Maryam Torkghashghaei,a William Shaffer,b Bruna Ugulino,c Rémi Georges,c Roger E. Hernández,d and Carl Blais a,*

The effects of the Engineered Micro-Geometry (EMG) of the carbide teeth of circular saws on their wear rate and resulting sawing variation for 2-time intervals were studied. The objective was to improve the wear resistance of circular saws used during the primary transformation of wood. The tests were carried out under industrial production conditions with two series of circular saws; 1- with up-sharp tips, and 2- with cutting edges honed to adopt a waterfall geometry. The duration of the tests was 255 min and 645 min. Wood studs were sampled to measure sawing variation. Recession on the rake and clearance faces of the tips as well as the width of the wear land were measured. The wear mechanisms of the cutting edges of both types of saws were studied. Chipping and cracking were the two dominant wear mechanisms observed on the up-sharp tips. Saws with waterfall hone tips showed remarkably reduced chipping and cracking. Wear rate of the latter was notably lower than that of saws with up-sharp tips at both periods of sawing. Between-stud, within-stud, and total sawing variations decreased when saws with modified cutting edges were used.

DOI: 10.15376/biores.18.1.2024-2044

Keywords: EMG; Circular saw; Wear; Chipping; Sawing variation

Contact information: a: Department of mining, metallurgical and materials engineering, Université Laval, Quebec City, Canada; b: Conicity Technology Inc, Turtle Creek, PA, USA; c: FPInnovations, Quebec City, QC, Canada; d: Department of wood and forest sciences, Université Laval, Quebec City, Canada

* Corresponding author: carl.blais@gmn.ulaval.ca

INTRODUCTION

As for many manufacturing sectors, wear control of cutting tools is critical in the wood industry. Indeed, cutting tools suffer damages of fluctuating severity that stem from various tribological phenomena (Naylor and Hackney 2013). These damages contribute to the loss of productivity and product quality (Etele and Magoss 2013). Circular saws are common cutting tools used in the first and second transformation of wood. The performance of saws is mainly related to the wear resistance of their cutting edges. Cutting edges in circular saws used for wood processing are mainly made from tungsten carbide-cobalt (WC-Co) inserts, which are well known for providing superior wear resistance. The level of sharpness of these tips affects the quality of the finished products. Thus, periodic resharpening and/or replacement of carbide tips are required throughout the useful life of circular saws. The amplitude and frequency of such operations have a remarkable effect on production costs, which can be improved by minimizing tool wear (Nasir and Cool 2020).
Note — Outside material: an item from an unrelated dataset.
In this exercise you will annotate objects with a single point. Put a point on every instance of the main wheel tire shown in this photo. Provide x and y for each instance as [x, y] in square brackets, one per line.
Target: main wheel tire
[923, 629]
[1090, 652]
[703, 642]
The blunting and wear of cutting tools generally depend on several factors such as tool geometry, cutting parameters (cutting speed, feed speed, etc.), and workpiece conditions (wood species, moisture content, temperature, wood density, knottiness, etc.) (Geetha and Jegatheswaran 2010).

Nordström and Bergström (2001) reported that abrasion, localized corrosive attack, chipping, and cracks took place on the cutting edges of swaged saw teeth used in the primary transformation of wood. Abrasion was the prevailing wear mechanism due to the presence of sand particles. As discussed by Bayoumi et al. (1988) wood species with acidic content tend to cause chemical or electrochemical reactions, which remove the cobalt binder found in the WC-Co cutting tips. Bailey et al. (1983) reported the same results during cutting oak wood.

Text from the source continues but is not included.